The integrator added that it "has not seen evidence of technical information available to TSB", such as architectures, configuration and design documents, test outcomes or monitoring information.
A statement in italics at the bottom of this slide in an apparent attempt to contrast the situation at TSB with IBM's own work:
In a similar situation when IBM partnered with a financial organisation to migrate to a new core banking platform, multiple trial migrations were conducted, rolled back and then remediated prior to launch.
The production launch was done over a longer period, initially open to programme members only, then staff, then targeted customer groups, before full launch to new customers and subsequent migration.
UK 'meltdown' bank TSB's owner: Our IT migration was a 'success'READ MORE
The assessment – or, rather, its release into the public domain – adds to the pressure Pester is facing to stand down as CEO, as he told MPs that testing had been “extensive” three days after TSB had been handed the IBM report.
Pester also told the MPs that the issues at the bank were with middleware – despite the fact the IBM report outlined problems with custom and package applications and the network; although it did back-up TSB's statements that the underlying infrastructure was functional.
The report – compiled about a week after the failed go-live following two days of planned downtime for the migration – also set out recommendations for initial actions, advising the bank to focus on stability in the short term and ease pressure on some systems.
This includes a recommendation to throttle connections to try to limit inbound connections to "serve a proportion of customers more consistently", although it acknowledged this would have a bigger impact on internet and mobile users.
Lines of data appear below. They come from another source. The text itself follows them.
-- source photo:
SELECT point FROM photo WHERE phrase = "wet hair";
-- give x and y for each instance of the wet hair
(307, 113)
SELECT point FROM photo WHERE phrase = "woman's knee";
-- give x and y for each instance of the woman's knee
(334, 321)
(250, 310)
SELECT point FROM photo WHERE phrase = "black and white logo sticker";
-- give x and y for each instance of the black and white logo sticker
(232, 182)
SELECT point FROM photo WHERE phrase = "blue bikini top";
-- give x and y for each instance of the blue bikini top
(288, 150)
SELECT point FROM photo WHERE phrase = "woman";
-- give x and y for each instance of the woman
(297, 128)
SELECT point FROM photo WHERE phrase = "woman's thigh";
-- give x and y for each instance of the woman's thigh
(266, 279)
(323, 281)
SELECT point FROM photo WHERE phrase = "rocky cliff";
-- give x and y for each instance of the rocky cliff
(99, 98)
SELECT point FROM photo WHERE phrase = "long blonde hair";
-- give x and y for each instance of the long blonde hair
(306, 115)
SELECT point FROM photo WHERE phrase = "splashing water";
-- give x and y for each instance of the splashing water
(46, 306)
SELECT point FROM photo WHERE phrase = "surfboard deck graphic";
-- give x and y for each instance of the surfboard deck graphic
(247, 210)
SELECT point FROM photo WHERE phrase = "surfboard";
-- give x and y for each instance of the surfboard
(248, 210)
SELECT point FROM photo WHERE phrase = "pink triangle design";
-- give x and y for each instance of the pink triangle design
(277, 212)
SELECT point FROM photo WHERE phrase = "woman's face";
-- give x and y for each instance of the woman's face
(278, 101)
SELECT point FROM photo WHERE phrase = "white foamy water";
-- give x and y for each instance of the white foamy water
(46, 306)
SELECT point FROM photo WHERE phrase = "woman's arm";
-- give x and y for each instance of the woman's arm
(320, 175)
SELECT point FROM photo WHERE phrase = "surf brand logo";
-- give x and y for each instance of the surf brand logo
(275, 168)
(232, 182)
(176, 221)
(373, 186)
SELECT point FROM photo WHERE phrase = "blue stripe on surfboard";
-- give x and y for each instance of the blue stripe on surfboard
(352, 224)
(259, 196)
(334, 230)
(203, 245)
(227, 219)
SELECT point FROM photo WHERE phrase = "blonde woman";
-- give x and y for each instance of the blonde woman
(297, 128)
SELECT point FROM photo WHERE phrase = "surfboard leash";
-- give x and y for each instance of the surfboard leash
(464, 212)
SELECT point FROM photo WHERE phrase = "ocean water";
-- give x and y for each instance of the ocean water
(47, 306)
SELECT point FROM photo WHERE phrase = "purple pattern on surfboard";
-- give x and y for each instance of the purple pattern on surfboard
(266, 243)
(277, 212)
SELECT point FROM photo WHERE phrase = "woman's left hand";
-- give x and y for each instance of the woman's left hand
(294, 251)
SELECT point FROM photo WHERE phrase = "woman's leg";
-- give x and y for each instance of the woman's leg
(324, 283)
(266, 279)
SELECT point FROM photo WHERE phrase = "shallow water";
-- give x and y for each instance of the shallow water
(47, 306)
IBM also told TSB to prioritise telephony and branch channels, noting that large volumes of internet and mobile banking was "causing additional stress on systems". By getting the other two channels working properly, they could help customers and reduce complaints, IBM said.
It's not clear from the document how many of these recommendations were acted upon – for instance, the bank did say it was "limiting access" to the app and online banking, but this happened before IBM made the presentation.
However, TSB confirmed to The Register that it had not implemented one eyebrow-raising suggestion: to reduce the number of times Actimize – anti-fraud and money laundering software – was invoked in user journeys. IBM's report said this would "create more capacity", but might create "additional risk of fraud".
In a canned statement, TSB said: "The IBM document contained a preliminary work plan with very early hypotheses based on observations to date, that were produced after only three days of engagement with TSB.
"To present this document as a clear view on what went wrong wouldn't be a fair reflection. Similarly it isn't a fair reflection of what actions may or may not subsequently have been taken." ®
Updated to add
Three hours after issuing the above statement, the PR machine at TSB – possibly having realised just what sort of light the IBM report cast on the bank – cranked it up a notch, and got back in touch with an updated missive that aimed to downplay the report it commissioned from the firm it hired to help it deal with the meltdown:
The IBM document contained a preliminary work plan with very early hypotheses based on observations to date, that were produced after only three days of engagement with TSB, almost eight weeks ago. The content is therefore now very much out of date.
The hypotheses were not final, nor were they a validated view of what went wrong or of the actions that have subsequently been taken. Without this context, this document could be misinterpreted to the detriment of TSB's customers.